Fluid flow simulations meet high-speed video: Computer vision comparison of droplet dynamics.

HYPOTHESIS: While multiphase flows, particularly droplet dynamics, are ordinary in nature as well as in industrial processes, their mathematical and computational modelling continue to pose challenging research tasks - patent approaches for tackling them are yet to be found. The lack of analytical flow field solutions for non-trivial droplet dynamics hinders validation of computer simulations and, hence, their application in research problems. High-speed videos and computer vision algorithms can provide a viable approach to validate simulations directly against experiments. EXPERIMENTS: Droplets of water (or glycerol-water mixtures) impacting on both hydrophobic and superhydrophobic surfaces were imaged with a high-speed camera. The corresponding configurations were simulated using a lattice-Boltzmann multiphase scheme. Video frames from experiments and simulations were compared, by means of computer vision, over entire droplet impact events. FINDINGS: The proposed experimental validation procedure provides a detailed, dynamic one-on-one comparison of a droplet impact. The procedure relies on high-speed video recording of the experiments, computer vision, and on a software package for the analyzation routines. The procedure is able to quantitatively validate computer simulations against experiments and it is widely applicable to multiphase flow systems in general.

Simulations of slip flow on nanobubble-laden surfaces.

On microstructured hydrophobic surfaces, geometrical patterns may lead to the appearance of a superhydrophobic state, where gas bubbles at the surface can have a strong impact on the fluid flow along such surfaces. In particular, they can strongly influence a detected slip at the surface. We present two-phase lattice Boltzmann simulations of a flow over structured surfaces with attached gas bubbles and demonstrate how the detected slip depends on the pattern geometry, the bulk pressure, or the shear rate. Since a large slip leads to reduced friction, our results give assistance in the optimization of microchannel flows for large throughput.

Droplets on inclined rough surfaces.

The behaviour of liquid droplets on inclined heterogeneous surfaces was simulated by the lattice-Boltzmann method using the Shan-Chen multiphase model. The effect of topography of the surface on the contact angle hysteresis was investigated. It is shown in particular, by using anisotropic rough surfaces, how surface topography and thereby the continuity of the three-phase contact line, affect this hysteresis. Our results clearly indicate that the superhydrophobicity of a surface cannot be judged by the contact angle alone.

Intrusion of nonwetting liquid in paper.

The saturation curve of a sample of paper board was measured with mercury-intrusion porosimetry, and the three-dimensional structure of its pore space was determined by x-ray tomographic imaging. Ab initio numerical simulation of intrusion on the tomographic reconstruction, based on the lattice-Boltzmann method, was in excellent agreement with the measured saturation curve. A numerical invasion-percolation simulation in the same tomographic reconstruction showed good agreement with the lattice-Boltzmann simulation. The access function of the sample, determined from the saturation curve and the pore-throat distribution determined from the tomographic reconstruction, indicated that the ink-bottle effect is significant in paperlike materials.

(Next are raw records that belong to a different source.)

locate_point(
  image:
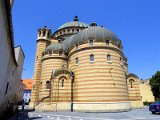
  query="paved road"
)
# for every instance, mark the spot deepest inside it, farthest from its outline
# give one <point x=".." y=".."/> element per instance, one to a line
<point x="137" y="114"/>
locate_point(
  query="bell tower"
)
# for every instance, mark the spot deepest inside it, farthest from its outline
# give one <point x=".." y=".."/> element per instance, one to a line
<point x="43" y="40"/>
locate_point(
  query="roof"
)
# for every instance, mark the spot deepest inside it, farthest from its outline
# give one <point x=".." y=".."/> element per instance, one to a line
<point x="75" y="23"/>
<point x="10" y="27"/>
<point x="92" y="32"/>
<point x="28" y="84"/>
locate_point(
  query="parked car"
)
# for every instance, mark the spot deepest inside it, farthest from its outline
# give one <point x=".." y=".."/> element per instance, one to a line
<point x="155" y="107"/>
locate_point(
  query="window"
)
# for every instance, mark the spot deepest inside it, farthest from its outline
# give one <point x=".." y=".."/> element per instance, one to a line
<point x="91" y="58"/>
<point x="39" y="33"/>
<point x="76" y="46"/>
<point x="119" y="46"/>
<point x="60" y="53"/>
<point x="131" y="83"/>
<point x="12" y="72"/>
<point x="77" y="30"/>
<point x="62" y="85"/>
<point x="107" y="42"/>
<point x="121" y="60"/>
<point x="40" y="84"/>
<point x="77" y="61"/>
<point x="42" y="54"/>
<point x="44" y="33"/>
<point x="108" y="57"/>
<point x="48" y="34"/>
<point x="91" y="42"/>
<point x="7" y="87"/>
<point x="50" y="53"/>
<point x="48" y="85"/>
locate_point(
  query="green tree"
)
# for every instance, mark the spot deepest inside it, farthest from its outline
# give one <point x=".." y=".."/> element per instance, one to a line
<point x="155" y="85"/>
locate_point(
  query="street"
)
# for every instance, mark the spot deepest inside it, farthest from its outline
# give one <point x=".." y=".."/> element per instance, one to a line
<point x="136" y="114"/>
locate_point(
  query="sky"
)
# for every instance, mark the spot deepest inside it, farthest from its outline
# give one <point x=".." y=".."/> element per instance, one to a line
<point x="135" y="22"/>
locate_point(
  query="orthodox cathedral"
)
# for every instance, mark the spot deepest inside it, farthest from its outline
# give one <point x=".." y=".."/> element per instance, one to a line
<point x="82" y="67"/>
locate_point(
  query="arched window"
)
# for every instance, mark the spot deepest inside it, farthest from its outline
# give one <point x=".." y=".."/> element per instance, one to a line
<point x="119" y="46"/>
<point x="62" y="85"/>
<point x="36" y="58"/>
<point x="91" y="42"/>
<point x="44" y="33"/>
<point x="48" y="85"/>
<point x="108" y="57"/>
<point x="121" y="60"/>
<point x="77" y="30"/>
<point x="60" y="53"/>
<point x="50" y="53"/>
<point x="107" y="42"/>
<point x="77" y="61"/>
<point x="39" y="33"/>
<point x="91" y="58"/>
<point x="40" y="84"/>
<point x="76" y="46"/>
<point x="42" y="54"/>
<point x="131" y="82"/>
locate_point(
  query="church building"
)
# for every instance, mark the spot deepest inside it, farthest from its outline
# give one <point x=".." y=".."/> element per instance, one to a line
<point x="82" y="68"/>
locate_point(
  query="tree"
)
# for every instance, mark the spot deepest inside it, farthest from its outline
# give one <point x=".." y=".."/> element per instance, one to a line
<point x="155" y="85"/>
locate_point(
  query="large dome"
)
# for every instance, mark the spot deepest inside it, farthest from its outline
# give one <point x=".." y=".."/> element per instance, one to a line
<point x="75" y="23"/>
<point x="94" y="32"/>
<point x="54" y="47"/>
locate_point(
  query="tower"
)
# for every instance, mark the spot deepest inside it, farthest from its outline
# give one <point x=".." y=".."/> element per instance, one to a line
<point x="43" y="40"/>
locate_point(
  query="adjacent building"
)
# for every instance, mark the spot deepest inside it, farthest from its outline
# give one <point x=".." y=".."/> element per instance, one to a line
<point x="82" y="67"/>
<point x="27" y="90"/>
<point x="11" y="60"/>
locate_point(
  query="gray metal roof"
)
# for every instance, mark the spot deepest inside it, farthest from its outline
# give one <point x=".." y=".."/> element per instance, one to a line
<point x="92" y="32"/>
<point x="73" y="24"/>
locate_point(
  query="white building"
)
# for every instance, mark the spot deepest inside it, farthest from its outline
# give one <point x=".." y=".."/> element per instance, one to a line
<point x="11" y="60"/>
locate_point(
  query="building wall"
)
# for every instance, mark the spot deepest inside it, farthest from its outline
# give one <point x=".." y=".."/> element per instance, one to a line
<point x="18" y="73"/>
<point x="9" y="73"/>
<point x="99" y="82"/>
<point x="145" y="89"/>
<point x="50" y="63"/>
<point x="27" y="90"/>
<point x="42" y="43"/>
<point x="134" y="92"/>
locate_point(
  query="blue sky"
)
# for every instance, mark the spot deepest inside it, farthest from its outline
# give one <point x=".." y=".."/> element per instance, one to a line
<point x="135" y="22"/>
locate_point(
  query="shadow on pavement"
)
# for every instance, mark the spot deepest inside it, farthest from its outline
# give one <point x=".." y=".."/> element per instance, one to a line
<point x="23" y="115"/>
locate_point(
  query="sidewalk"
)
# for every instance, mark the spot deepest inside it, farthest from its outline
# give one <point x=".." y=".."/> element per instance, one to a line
<point x="22" y="115"/>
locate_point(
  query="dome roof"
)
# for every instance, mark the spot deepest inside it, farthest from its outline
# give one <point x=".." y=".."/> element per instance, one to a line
<point x="54" y="47"/>
<point x="75" y="23"/>
<point x="94" y="32"/>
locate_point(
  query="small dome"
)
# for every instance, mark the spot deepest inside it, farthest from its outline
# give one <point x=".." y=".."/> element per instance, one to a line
<point x="75" y="23"/>
<point x="54" y="47"/>
<point x="94" y="32"/>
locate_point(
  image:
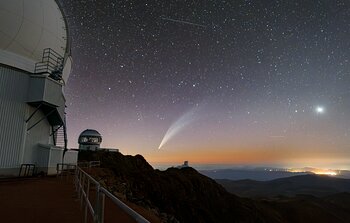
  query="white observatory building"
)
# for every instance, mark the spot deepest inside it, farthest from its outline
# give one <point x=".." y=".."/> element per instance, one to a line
<point x="89" y="139"/>
<point x="35" y="64"/>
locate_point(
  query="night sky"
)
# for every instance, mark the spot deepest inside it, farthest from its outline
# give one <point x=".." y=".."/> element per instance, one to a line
<point x="237" y="82"/>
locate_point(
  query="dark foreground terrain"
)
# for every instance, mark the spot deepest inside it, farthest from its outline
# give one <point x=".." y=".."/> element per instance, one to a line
<point x="184" y="195"/>
<point x="311" y="184"/>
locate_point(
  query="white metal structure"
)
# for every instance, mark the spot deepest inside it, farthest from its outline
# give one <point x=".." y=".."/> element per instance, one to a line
<point x="35" y="64"/>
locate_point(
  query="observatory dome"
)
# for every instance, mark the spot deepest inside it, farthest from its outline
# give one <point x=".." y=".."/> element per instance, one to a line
<point x="27" y="27"/>
<point x="90" y="137"/>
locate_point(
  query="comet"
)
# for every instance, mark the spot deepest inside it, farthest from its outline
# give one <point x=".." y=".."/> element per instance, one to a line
<point x="186" y="119"/>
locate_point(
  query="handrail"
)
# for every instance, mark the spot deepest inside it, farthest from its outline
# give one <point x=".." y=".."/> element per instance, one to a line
<point x="82" y="182"/>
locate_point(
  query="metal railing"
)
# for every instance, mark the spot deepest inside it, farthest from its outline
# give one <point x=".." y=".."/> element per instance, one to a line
<point x="65" y="170"/>
<point x="51" y="63"/>
<point x="27" y="169"/>
<point x="84" y="183"/>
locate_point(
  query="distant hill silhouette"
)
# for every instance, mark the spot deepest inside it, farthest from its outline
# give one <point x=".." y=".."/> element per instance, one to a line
<point x="312" y="184"/>
<point x="184" y="195"/>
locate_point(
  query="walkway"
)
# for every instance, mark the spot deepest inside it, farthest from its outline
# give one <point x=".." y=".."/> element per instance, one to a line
<point x="38" y="200"/>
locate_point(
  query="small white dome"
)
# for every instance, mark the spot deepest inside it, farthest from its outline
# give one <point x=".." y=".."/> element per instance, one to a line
<point x="27" y="27"/>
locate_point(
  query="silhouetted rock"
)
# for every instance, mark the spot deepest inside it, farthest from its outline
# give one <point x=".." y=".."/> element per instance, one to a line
<point x="184" y="195"/>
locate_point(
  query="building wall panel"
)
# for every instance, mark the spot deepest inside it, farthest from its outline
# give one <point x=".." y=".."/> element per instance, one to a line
<point x="13" y="111"/>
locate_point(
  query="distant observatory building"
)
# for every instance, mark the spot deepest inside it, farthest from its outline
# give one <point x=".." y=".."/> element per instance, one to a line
<point x="89" y="139"/>
<point x="35" y="64"/>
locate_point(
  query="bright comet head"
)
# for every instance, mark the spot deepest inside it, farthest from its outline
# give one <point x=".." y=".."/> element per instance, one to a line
<point x="320" y="109"/>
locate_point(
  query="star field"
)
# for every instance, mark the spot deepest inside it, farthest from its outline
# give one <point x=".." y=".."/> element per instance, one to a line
<point x="258" y="72"/>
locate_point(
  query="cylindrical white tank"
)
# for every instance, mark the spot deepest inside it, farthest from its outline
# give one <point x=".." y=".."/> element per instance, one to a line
<point x="27" y="27"/>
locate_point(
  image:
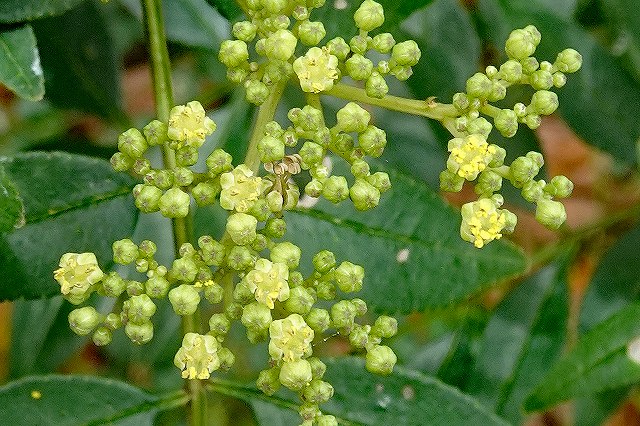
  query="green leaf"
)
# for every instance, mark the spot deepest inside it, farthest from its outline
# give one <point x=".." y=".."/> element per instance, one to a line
<point x="590" y="101"/>
<point x="20" y="68"/>
<point x="72" y="204"/>
<point x="79" y="61"/>
<point x="523" y="339"/>
<point x="598" y="363"/>
<point x="74" y="400"/>
<point x="11" y="208"/>
<point x="24" y="10"/>
<point x="615" y="283"/>
<point x="406" y="397"/>
<point x="413" y="222"/>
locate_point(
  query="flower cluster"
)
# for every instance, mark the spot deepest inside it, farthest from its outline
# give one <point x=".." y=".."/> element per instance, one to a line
<point x="472" y="158"/>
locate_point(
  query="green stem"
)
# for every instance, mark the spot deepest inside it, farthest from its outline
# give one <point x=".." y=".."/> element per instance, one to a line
<point x="265" y="114"/>
<point x="163" y="95"/>
<point x="427" y="108"/>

Simulation of liquid penetration in paper.

Capillary penetration of a wetting liquid in a microtomographic image of paper board, whose linear dimension was close to the average length of wood fibers, was simulated by the lattice-Boltzmann method. In spite of the size of the system not being large with respect to the size of structural inhomogeneities in the sample, for unidirectional penetration the simulated behavior was described well by that of the Lucas-Washburn equation, while for radial penetration a radial capillary equation described the behavior. In both cases the average penetration depth of the liquid front as a function of time followed a power law over many orders of magnitude. Capillary penetration of small droplets of liquid was also simulated in the same three-dimensional image of paper. In this case the simulation results could be described by a generalized form of the radial-penetration equation.

Strain hardening in liquid-particle suspensions.

The behavior of a liquid-particle suspension induced to sheared motion was analyzed by numerical simulations. When the velocity (strain) of the suspension began to increase, its viscosity first stayed almost constant, but increased then rapidly to a clearly higher level. This increase in viscosity is shown to be related to formation of clusters of suspended particles. Clusters are shown to increase the viscosity by enhanced momentum transfer though clustered particles. This is the mechanism behind the strain-hardening phenomenon observed in small-strain experiments on liquid-particle suspensions.